My mom thinks that its easy breezy to care for her, that there shouldn't be any stress involved. I think stress has caused my body to start breaking down. I went to doctor 6 months ago because of ear pain which turned into jaw pain (I had been grinding my teeth at night and when I woke up I would find my finger prints indented into the palms of my hands) doctor told me I had TMJ and a whole lot of stress. He recommended me to go see a mental health clinic, my mom was furious over that comment and told me I was fine and didn't need to go see anyone. 2 months after that I had severe face, head, and neck pain all on my right side. Went to doctor and he diagnosed me with Trigeminal Neurolgia. I was given Tegritol for it. Is all the stress causing this, can it cause this? I haven't been sleeping very well, my mom won't let me go to sleep at a decent hour because she doesn't think she can go long without me being around so I'm lucky if I get to bed by 12 or 1 a.m. I feel like I'm constantly being grumbled at for something. I have been told not stop that I'm lazy and selfish. When I told mom that I wanted some help to care for her, she told me she only wanted me to take care of her--then I got a speel about how when she was young and had 4 kids she cared for all of them and the household and never once complained. Someone please help-I feel like I'm going crazy!
You say that she is a very consuming woman. I assume that means she's been a narcissistic selfish person her entire life? What is the condition of her health presently? Have you tried setting boundaries with her? Does she emotionally blackmail you via Fear of making her angry, Obligation of being her personal 24/7 caregiver despite the fact you are a cancer survivor, have a child to home school and another one who may need brain surgery, and Guilt for even thinking about yourself and your own needs? Who has medical and durable POA for her?
Does she have any means by which she can afford someone coming into the house and give you a break? Does she have long term care insurance? Has she made you promise her to never put her in a nursing home?
All in all, you are worth taking care of yourself and that not just because she is all you have or that you are all that your children have. You are a valuable person who is worth taking care of yourself because you are you.

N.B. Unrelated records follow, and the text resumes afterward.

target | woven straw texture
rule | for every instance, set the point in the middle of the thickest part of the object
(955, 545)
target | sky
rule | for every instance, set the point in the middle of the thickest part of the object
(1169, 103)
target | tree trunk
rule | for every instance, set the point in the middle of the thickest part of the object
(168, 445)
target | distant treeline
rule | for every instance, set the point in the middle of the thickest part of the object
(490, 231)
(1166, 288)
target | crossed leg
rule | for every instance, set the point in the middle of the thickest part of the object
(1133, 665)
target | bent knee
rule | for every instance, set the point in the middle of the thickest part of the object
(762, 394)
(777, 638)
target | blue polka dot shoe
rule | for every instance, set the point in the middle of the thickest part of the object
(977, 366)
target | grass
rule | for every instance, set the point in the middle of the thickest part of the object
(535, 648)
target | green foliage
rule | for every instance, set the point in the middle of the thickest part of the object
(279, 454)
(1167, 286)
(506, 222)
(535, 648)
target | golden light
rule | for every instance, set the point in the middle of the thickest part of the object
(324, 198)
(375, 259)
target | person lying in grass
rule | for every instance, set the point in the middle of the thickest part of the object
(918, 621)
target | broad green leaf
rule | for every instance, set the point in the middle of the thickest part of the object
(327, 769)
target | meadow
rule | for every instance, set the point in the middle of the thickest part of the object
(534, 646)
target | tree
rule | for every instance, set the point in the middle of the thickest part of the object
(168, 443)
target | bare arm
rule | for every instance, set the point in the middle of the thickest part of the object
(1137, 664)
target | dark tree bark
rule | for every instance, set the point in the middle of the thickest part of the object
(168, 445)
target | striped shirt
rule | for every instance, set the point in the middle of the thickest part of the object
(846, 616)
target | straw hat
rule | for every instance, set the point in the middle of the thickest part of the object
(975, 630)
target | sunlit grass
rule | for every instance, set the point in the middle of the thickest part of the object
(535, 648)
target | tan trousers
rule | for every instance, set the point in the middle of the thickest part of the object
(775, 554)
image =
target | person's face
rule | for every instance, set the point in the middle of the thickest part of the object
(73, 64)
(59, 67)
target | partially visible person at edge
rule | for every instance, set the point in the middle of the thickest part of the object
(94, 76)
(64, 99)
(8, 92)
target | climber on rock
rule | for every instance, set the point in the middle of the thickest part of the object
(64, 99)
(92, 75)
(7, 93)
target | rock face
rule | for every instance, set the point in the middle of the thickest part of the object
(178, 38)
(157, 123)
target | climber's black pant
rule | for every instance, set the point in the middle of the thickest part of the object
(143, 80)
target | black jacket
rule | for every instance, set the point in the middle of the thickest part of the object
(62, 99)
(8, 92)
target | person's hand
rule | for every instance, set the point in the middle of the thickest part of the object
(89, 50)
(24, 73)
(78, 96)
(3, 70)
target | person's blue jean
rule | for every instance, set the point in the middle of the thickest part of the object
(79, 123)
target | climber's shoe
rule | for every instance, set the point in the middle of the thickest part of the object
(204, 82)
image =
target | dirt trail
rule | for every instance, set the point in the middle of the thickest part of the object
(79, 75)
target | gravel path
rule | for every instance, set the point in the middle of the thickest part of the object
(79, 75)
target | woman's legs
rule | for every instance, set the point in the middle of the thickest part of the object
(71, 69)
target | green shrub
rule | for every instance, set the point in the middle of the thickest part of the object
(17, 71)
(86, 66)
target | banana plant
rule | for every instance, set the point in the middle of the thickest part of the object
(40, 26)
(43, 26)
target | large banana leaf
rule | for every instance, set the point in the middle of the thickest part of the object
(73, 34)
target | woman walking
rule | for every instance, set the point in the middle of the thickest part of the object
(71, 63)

You are not guilty of doing anything wrong legally or morally wrong. You just saw things for how they were and made some tough choices. Does your mother try to make you feel guilty for that? If so, that's emotional blackmail. If you can't shake the unfounded guilt, then maybe you would benefit from seeing a therapist to help you work past that. I wish you well.
If you won't put her in a nursing home, or if she refuses to go the only thing you can do is change the way you react or as cmagnum says detach, I don't how you can do that when it is with you every day. I couldn't. The emotional rollercoaster really started when I did put my mother into care which is just beautiful with lovely staff that are paid to take care of her every need. The guilt, the manipulation has got worse as you can imagine I am the crap daughter who has turned my back on her and put her in the living hell that she now lives...I realised it doesn't matter whether she was living with me or not I still have that awful feeling of dread.

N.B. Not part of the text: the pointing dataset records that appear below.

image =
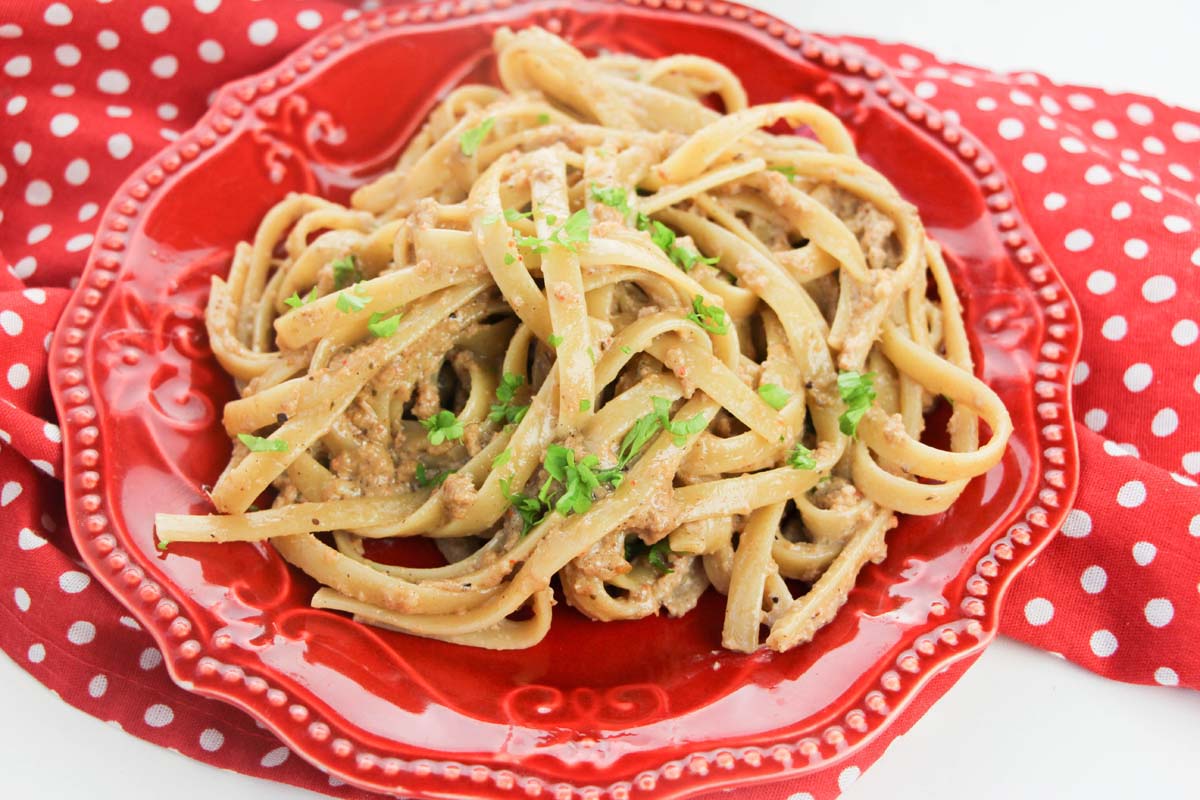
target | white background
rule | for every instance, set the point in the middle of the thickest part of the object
(1021, 723)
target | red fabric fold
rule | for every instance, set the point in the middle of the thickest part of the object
(1109, 182)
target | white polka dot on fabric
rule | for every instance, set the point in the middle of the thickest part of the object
(165, 66)
(18, 376)
(1138, 377)
(275, 757)
(1165, 422)
(1140, 113)
(1093, 579)
(39, 193)
(159, 716)
(1132, 494)
(1159, 612)
(76, 244)
(69, 55)
(73, 582)
(1054, 200)
(1011, 128)
(81, 632)
(113, 82)
(1104, 130)
(1079, 240)
(1167, 677)
(1186, 332)
(1098, 175)
(150, 659)
(847, 776)
(1038, 611)
(1176, 224)
(155, 19)
(63, 125)
(211, 740)
(309, 19)
(210, 50)
(1144, 553)
(1186, 132)
(262, 31)
(58, 13)
(1080, 102)
(120, 145)
(1103, 643)
(1035, 162)
(97, 686)
(18, 66)
(1102, 282)
(1073, 145)
(1158, 288)
(1115, 328)
(1077, 524)
(1137, 248)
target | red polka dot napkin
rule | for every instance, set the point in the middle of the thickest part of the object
(1110, 184)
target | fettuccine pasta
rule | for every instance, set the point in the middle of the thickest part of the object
(589, 329)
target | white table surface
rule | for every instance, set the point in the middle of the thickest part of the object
(1021, 723)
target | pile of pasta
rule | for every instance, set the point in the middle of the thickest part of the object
(591, 331)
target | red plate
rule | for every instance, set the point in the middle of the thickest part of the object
(652, 708)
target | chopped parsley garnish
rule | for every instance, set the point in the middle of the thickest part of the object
(711, 318)
(504, 409)
(679, 429)
(295, 300)
(349, 302)
(665, 239)
(425, 480)
(472, 138)
(802, 457)
(531, 509)
(774, 395)
(258, 444)
(655, 554)
(443, 426)
(615, 197)
(346, 271)
(858, 392)
(384, 326)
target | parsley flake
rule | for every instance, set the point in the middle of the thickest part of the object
(504, 410)
(774, 395)
(258, 444)
(384, 326)
(858, 392)
(711, 318)
(471, 138)
(443, 426)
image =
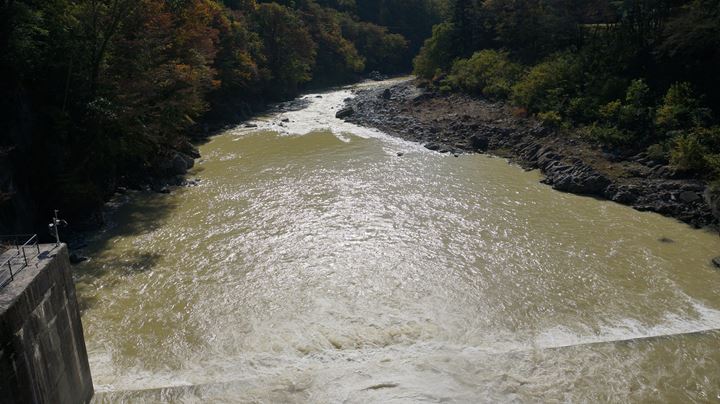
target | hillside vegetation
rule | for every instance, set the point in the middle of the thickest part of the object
(633, 76)
(103, 93)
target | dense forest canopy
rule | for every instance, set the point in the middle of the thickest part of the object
(104, 93)
(633, 75)
(101, 93)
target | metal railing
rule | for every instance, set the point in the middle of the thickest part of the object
(15, 253)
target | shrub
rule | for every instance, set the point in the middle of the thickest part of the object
(436, 54)
(681, 109)
(658, 152)
(688, 154)
(549, 85)
(488, 72)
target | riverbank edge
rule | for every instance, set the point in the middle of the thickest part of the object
(457, 123)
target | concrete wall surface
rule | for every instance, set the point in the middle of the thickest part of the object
(42, 349)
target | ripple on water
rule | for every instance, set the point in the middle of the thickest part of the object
(317, 265)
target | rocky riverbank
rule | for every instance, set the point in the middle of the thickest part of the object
(460, 124)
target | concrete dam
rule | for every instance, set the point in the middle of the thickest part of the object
(42, 349)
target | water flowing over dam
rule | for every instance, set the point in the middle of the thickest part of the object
(318, 261)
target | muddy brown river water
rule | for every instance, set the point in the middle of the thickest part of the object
(314, 264)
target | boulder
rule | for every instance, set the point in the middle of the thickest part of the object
(77, 258)
(689, 196)
(181, 163)
(479, 142)
(344, 113)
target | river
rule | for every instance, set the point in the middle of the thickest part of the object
(312, 263)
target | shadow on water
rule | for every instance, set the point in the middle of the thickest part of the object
(130, 215)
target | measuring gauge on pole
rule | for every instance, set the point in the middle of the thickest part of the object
(54, 227)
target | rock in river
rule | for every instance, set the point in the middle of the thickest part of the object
(344, 113)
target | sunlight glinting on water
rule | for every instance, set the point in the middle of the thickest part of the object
(312, 263)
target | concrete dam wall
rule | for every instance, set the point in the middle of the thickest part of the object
(42, 349)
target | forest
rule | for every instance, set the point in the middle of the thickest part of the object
(632, 75)
(102, 94)
(99, 94)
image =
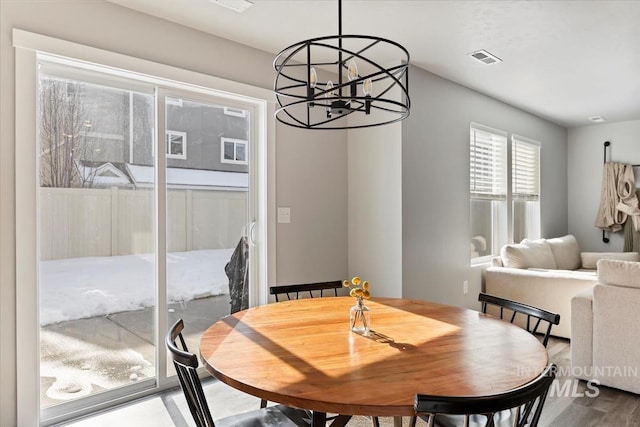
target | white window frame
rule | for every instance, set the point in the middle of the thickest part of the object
(183, 135)
(235, 112)
(235, 142)
(496, 192)
(530, 192)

I have decided on no contact with her she is 84, and believe me it is not easy. She won't let go easily, and by getting my sister and her only friend to text and call me yesterday at my new job, ruined my day completely, I could've sat down and cried. I couldn't sleep last night wondering how did this all happen.
The ONLY thing I can do is change how I react to her carryings on, I have 2 choices 1) to put up and shut up and accept this is my lot end of or 2) I have a life, I am a good person that deserves to be happy and not just exist to please my mother, I have this life its up to me to steer it in the direction I want it to go...Personally I opt for 2) it's just as hard as option 1) maybe even harder...but the outcome has got to be better. My advice (and I'm doing this too everyday), is you have to toughen up, don't be bullied anymore, your life is important, and the choice is yours to just exist or actually live it...(someone got tough with me, and I tell you best thing ever, tho sometimes I want to crawl into a corner somewhere and rock lol....

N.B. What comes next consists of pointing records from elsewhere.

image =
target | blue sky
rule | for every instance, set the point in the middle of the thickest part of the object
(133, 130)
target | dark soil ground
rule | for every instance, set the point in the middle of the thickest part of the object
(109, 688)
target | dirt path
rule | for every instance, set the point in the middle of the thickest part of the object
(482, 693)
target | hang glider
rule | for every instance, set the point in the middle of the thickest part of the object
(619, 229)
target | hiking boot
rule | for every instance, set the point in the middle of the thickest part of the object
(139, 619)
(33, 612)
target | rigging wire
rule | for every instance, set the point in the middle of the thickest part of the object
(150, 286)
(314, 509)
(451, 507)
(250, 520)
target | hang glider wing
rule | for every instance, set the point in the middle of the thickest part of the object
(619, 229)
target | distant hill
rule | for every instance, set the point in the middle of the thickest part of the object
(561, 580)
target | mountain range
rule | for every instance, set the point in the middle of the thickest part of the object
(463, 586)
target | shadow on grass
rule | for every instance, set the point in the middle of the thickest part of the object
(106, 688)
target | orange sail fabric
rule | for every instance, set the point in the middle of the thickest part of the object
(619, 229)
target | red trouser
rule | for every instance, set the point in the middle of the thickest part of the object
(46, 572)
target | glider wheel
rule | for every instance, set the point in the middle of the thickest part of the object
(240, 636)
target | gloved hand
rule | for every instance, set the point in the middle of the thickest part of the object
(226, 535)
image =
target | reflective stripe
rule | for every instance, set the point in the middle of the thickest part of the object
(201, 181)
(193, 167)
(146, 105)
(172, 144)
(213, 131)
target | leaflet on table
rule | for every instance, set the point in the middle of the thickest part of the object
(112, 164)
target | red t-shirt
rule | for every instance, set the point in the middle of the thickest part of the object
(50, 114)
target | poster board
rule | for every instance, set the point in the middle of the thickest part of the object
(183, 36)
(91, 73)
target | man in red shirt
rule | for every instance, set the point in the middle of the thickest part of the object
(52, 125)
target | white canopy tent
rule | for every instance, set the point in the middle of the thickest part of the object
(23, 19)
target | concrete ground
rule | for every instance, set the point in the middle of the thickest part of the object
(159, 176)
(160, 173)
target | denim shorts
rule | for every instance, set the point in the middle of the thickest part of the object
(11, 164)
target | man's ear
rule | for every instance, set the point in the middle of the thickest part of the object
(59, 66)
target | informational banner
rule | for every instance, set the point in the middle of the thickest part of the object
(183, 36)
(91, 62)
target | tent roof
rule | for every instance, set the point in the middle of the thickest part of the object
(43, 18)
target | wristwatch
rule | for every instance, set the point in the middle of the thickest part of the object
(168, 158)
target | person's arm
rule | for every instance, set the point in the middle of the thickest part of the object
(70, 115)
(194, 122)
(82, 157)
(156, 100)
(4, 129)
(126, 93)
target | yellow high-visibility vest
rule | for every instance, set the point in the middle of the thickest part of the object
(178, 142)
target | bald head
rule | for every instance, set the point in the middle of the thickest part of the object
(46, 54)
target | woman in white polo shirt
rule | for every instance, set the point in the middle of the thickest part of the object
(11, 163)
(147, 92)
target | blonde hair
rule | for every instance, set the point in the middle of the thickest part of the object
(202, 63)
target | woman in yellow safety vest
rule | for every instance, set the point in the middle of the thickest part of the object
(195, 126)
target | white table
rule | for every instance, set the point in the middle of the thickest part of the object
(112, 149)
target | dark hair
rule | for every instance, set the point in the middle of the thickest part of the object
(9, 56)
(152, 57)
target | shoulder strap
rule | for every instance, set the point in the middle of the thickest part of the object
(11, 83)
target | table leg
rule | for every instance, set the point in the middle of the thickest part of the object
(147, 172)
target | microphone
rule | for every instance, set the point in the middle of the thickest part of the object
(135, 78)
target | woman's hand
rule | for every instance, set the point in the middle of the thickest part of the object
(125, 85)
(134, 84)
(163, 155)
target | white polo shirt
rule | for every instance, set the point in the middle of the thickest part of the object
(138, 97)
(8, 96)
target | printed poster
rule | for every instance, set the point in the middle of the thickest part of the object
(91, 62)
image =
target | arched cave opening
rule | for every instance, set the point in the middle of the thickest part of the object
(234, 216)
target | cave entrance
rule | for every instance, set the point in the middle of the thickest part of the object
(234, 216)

It distresses me that her sister has not been to visit her since mom broke her hip. However, when it looked like she would die, my aunt was quick to ask for something mom had promised her if mom died first. My aunt is extremely prim and proper, but I know about the skeletons in her closet. It is a shame that her brother did not visit her when he had a chance because it might be too depressing, and now he is dead.
Not all nursing homes are the same. Some will take persons who have only medicaid if they qualify.
It starts out for all the right reasons and after years it can be all negative and you don't want to live. Do something now, don't wait!!!